January 9th 1923 marked the first officially observed flight of an autogyro. The aircraft, designed by Juan de la Cierva, introduced rotor technology that made forward flight in a rotorcraft possible. Until that time, rotary-wing aircraft designers were stymied by the problem of a rolling moment that was encountered when the aircraft began to move forward. This rolling moment was the product of airflow over the rotor disc, causing an increase in lift of the advancing blade and decrease in lift of the retreating blade. Cierva’s successful design, C4, introduced the articulated rotor, on which the blades were hinged and allowed to flap. This solution allowed the advancing blade to move upward, decreasing angle of incidence and lift, while the retreating blade would swing downward, increasing angle of incidence and lift. By definition the autogyro is an aircraft that achieves lift by a free spinning rotor. Several aircraft used rotor to attain performance not available in the pure helicopter.


A gyroplane is an aircraft that receives the lift it needs for flying from a rotating wing; there is no power transmission and flight is possible thanks to a rotor powered by the engine that supplies the force of traction.

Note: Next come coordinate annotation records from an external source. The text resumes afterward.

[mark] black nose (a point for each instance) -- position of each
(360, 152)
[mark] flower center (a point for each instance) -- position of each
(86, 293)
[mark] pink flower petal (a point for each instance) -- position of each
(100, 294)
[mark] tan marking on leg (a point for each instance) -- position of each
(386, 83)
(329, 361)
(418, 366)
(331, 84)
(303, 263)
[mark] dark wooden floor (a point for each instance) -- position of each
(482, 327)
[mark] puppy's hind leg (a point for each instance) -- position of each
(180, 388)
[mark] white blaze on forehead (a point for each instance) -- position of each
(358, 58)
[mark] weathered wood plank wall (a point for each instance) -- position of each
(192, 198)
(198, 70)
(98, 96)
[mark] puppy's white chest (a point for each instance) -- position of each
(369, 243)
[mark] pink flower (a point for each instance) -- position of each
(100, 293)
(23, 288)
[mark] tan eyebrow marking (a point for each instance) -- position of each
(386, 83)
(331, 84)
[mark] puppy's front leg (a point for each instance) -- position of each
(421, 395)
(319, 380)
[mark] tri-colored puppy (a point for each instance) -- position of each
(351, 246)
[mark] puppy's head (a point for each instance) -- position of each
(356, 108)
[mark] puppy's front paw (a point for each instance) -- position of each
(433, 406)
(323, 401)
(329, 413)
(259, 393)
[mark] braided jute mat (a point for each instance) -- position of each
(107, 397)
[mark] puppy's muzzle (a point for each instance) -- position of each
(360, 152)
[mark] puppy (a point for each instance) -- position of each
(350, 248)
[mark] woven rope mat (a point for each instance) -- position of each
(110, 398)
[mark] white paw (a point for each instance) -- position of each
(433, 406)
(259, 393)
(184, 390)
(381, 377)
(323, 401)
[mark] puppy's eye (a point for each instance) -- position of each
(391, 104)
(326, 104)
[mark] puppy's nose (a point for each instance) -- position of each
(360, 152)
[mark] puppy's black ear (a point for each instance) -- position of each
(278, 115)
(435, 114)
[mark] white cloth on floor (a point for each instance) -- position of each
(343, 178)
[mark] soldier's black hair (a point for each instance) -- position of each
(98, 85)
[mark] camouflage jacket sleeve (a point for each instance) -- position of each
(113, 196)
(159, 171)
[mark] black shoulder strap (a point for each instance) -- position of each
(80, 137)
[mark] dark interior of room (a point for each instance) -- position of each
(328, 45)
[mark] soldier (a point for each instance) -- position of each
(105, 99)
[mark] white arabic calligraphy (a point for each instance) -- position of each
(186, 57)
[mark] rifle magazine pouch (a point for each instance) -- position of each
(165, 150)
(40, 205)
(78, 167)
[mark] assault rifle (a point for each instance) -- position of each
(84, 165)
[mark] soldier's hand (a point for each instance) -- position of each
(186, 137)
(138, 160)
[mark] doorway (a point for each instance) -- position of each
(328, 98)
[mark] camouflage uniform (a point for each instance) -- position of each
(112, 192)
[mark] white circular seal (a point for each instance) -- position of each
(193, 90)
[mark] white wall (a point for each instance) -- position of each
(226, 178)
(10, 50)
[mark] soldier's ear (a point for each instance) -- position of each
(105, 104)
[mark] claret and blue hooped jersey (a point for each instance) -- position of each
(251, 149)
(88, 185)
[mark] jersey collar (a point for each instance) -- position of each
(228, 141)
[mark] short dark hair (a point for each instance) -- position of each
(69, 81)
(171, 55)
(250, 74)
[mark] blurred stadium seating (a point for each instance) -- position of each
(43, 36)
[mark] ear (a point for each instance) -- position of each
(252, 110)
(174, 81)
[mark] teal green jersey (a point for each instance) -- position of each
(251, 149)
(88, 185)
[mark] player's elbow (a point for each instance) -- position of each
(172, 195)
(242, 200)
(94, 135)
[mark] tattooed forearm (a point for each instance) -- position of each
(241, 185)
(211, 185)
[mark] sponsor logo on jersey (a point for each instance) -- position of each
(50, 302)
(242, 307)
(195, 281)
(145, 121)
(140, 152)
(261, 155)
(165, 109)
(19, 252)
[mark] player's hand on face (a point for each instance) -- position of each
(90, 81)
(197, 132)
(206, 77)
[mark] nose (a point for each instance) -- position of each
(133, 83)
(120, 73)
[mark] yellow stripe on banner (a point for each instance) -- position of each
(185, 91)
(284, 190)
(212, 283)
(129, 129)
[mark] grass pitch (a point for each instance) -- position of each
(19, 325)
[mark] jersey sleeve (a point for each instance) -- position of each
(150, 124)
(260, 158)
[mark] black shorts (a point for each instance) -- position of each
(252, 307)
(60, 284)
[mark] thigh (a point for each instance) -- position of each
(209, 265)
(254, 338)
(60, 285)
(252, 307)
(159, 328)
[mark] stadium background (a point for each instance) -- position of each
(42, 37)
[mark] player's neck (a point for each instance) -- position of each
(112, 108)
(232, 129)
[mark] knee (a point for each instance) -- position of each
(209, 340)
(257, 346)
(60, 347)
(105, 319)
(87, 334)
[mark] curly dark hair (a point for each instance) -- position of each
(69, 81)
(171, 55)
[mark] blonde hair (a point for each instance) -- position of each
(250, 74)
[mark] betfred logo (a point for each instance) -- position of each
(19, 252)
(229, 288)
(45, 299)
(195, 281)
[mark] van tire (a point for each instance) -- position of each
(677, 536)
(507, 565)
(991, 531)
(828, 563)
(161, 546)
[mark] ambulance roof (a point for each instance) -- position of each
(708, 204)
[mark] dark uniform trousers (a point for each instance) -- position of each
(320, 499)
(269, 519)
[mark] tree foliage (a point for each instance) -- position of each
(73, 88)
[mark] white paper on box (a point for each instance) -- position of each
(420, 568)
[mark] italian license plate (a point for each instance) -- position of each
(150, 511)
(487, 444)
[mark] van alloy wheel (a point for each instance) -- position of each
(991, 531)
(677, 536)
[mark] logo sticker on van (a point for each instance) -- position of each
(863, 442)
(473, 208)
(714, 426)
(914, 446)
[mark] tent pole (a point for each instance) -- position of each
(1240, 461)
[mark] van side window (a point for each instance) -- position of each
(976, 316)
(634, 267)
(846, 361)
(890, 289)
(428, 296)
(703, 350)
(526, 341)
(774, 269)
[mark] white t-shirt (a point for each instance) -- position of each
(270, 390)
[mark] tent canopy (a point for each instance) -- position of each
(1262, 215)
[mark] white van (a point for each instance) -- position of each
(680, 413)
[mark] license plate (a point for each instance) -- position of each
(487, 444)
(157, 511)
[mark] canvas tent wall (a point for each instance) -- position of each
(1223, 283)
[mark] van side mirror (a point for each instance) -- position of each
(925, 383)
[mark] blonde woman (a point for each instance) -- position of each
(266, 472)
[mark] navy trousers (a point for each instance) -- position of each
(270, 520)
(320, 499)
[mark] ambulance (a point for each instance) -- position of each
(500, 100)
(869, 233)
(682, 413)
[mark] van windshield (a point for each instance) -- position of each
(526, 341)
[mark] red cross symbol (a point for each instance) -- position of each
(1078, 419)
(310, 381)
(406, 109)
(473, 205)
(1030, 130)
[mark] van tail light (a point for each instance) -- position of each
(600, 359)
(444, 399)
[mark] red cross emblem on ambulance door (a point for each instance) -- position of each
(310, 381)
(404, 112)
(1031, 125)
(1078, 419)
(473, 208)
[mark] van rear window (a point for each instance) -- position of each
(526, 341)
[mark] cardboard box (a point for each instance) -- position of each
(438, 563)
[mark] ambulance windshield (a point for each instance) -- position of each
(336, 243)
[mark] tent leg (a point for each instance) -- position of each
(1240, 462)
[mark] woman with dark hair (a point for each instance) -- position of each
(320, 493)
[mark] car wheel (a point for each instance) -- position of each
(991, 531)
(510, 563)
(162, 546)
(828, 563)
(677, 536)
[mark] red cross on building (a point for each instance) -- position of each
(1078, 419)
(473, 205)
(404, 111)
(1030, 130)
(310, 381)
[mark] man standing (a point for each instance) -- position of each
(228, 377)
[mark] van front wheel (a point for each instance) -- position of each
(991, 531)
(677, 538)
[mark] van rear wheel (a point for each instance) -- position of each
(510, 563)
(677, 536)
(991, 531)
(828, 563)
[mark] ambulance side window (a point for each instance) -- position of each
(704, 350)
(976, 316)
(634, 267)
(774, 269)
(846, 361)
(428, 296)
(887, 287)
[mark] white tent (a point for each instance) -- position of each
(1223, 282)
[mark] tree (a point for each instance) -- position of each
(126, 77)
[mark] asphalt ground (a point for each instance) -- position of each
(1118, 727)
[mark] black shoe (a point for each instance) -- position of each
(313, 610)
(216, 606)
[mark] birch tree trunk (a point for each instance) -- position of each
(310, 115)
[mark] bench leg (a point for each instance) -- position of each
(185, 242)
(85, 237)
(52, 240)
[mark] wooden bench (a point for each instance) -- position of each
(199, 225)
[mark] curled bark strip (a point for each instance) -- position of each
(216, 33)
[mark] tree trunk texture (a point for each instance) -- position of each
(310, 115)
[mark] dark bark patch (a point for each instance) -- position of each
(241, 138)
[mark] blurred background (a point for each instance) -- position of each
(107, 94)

Gyroplanes and helicopters are very charming and interesting rotorcraft, furthermore they are capable of different and specific manoeuvring and uses if compared with fix wing aircrafts. Both, gyro and helicopter, receive the lift they need for flying from their rotating wing. This common characteristic [the rotor] makes it difficult for many people to see the difference between them being their appearance pretty similar for the laity. This confusion between the two kinds of rotorcrafts has been enhanced by the reduced spread of gyroplanes compared to helicopters.. Even if the common characteristic is the rotor it is stupefying how many conceptual differences – even up to opposite condition – there are between gyroplane rotor and helicopter rotor. Aerodynamic forces, stresses, angles of incidence and degrees of liberty are different and obviously flight performances and characteristics are different too.



In gyroplanes there is no power transmission to the rotor during flight, it is easy to see this: gyroplanes do not have anti-torque devices as tail rotor to balance main power-driven rotor torque. Lift is given by autorotation granted by the air flowing up through the blades. This condition is allowed by the degree of liberty of movement of the rotor head – and so of the rotor disc – along lateral axis; talking of Magni’s gyroplanes, this excursion is from 0° (horizontally) to 18° towards the rear of the gyroplane. This laying allows the correct passing through of the airflow in all allowed flight condition within gyroplane flight envelope. Pilot’s authority on lateral axis is granted by the use of the stick. Due to the lack of transmission of power the gyroplane can’t keep stationary hovering as helicopters can. As a matter of fact, when speed decrease with nose up attitude, the airflow through the rotor decrease so rotor rpm also slowly but constantly decrease causing a reduction in lift. When rotor rpm are under a certain level – this value is due to weather conditions and weight of the gyro – the gyro will start sinking (2-4 m/s with engine; up to 10 m/s without engine) steeply or vertically if the advancing speed has got to 0 due to the loss of lift. While loosing height the pilot keeps authority on all flight controls and the rotor will be kept “fed” by the airflow from bottom upward generated by the sinking movement. So as soon as descent speed is enough the rotor will keep a number of turns enough for a constant speed descent.


It must be very clear that even if gyroplanes can’t stall as aircrafts’ fixed wings do on the other side it is also impossible to keep stationary hovering conditions for more than a few seconds.

Within gyroplane’s flight envelope rotor rpm will self-stabilize on a value depending on the combined effect of load, type of manoeuvring and weather condition, this makes piloting very easy! Considering again a specific range of gyroplanes, Magni’s one, the only power transmission system is the prerotator. This system is meant and needed just to spin-up the rotor to a minimum number of rpm so to allow take-off, it is then disengaged and no more used during the flight.

It is possible to deduce that gyroplanes, even if capable of operating in narrow spaces, can’t take-off or land vertically as helicopters do.. After prerotation has been disengaged gyroplanes need a short take-off roll to get some acceleration. Always considering a specific range of gyroplanes, Magni’s one, it is possible to quantify the needed space in a range that goes from 40 to 80 m for take-off and approx. 2-5 m for landing.